Il 27 gennaio è, da alcuni anni a questa parte, la giornata della memoria. Una giornata dedicata al ricordo, all’inquietante e insopportabile ricordo dell’Olocausto.
Perché una giornata del ricordo? Quale tipo di ricordo si vuole celebrare con una giornata come questa?

Ricordare è riportare al presente qualcosa che appartiene al passato. Ricordare è un lavoro temporale: rendere presente qualcosa che non è più ora. Un eccesso di ricordo può portare alla paralisi del presente, all’incapacità di andare avanti, alla impossibilità di ogni futuro. Un difetto di ricordo, invece, rischia di rendere l’uomo cieco, di trasformare il presente e il futuro in eventi privi di significato.
Io credo che l’uomo sia naturalmente portato all’eccesso di ricordo. Vi sono esperienze che monopolizzano la memoria, che occupano con la loro ingombrante mole il presente, impedendo qualsiasi evoluzione futura. In questi casi, è necessario un lavoro di contenimento, è necessario riuscire a confinare quella esperienza nel passato, affinché ci aiuti a leggere il futuro, non a distruggerlo.
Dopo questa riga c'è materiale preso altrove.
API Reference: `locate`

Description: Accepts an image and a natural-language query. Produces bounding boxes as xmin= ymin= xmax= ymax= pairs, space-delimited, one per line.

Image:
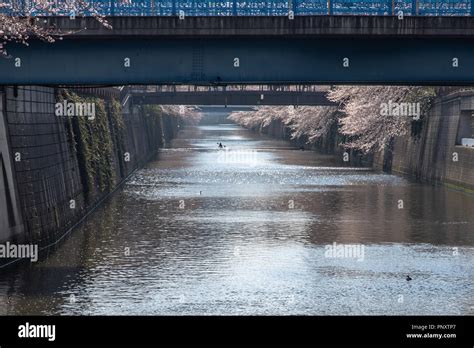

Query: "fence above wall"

xmin=0 ymin=0 xmax=474 ymax=16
L’Olocausto, questo terribile evento, è indubbiamente un ricordo di questo tipo: la sua incommensurabile crudeltà rischia di monopolizzare la memoria, di trasformarsi in un incubo angosciante e non in chiave di lettura. Il vero problema, per il sopravvissuto alle persecuzioni e ai campi di sterminio, non è di ricordare, ma di dimenticare. E questo non solo per i sopravvissuti, ma per tutti: chiunque conosca la storia e visiti un campo di sterminio rischia di rimanere soffocato dall’orrore.

Il 27 gennaio è quindi una giornata inutile o forse addirittura pericolosa?
Assolutamente no. Perché a dover ricordare non sono gli individui singolarmente presi, bensì la comunità. Se l’uomo è naturalmente portato all’eccesso di memoria, la società tende invece al difetto di memoria.
La memoria collettiva non è la semplice somma delle memorie dei singoli, e quindi un evento può essere, contemporaneamente, fin troppo presente nei ricordi delle persone, ma quasi del tutto dimenticato dalla comunità.
Il ricordo dell’Olocausto rischia appunto di avere questa doppia e paradossale conseguenza: schiacciare il singolo e insieme non riuscire a svegliare la società, che rischia di non riuscire a leggere il presente e, fatto ancora più grave, il futuro.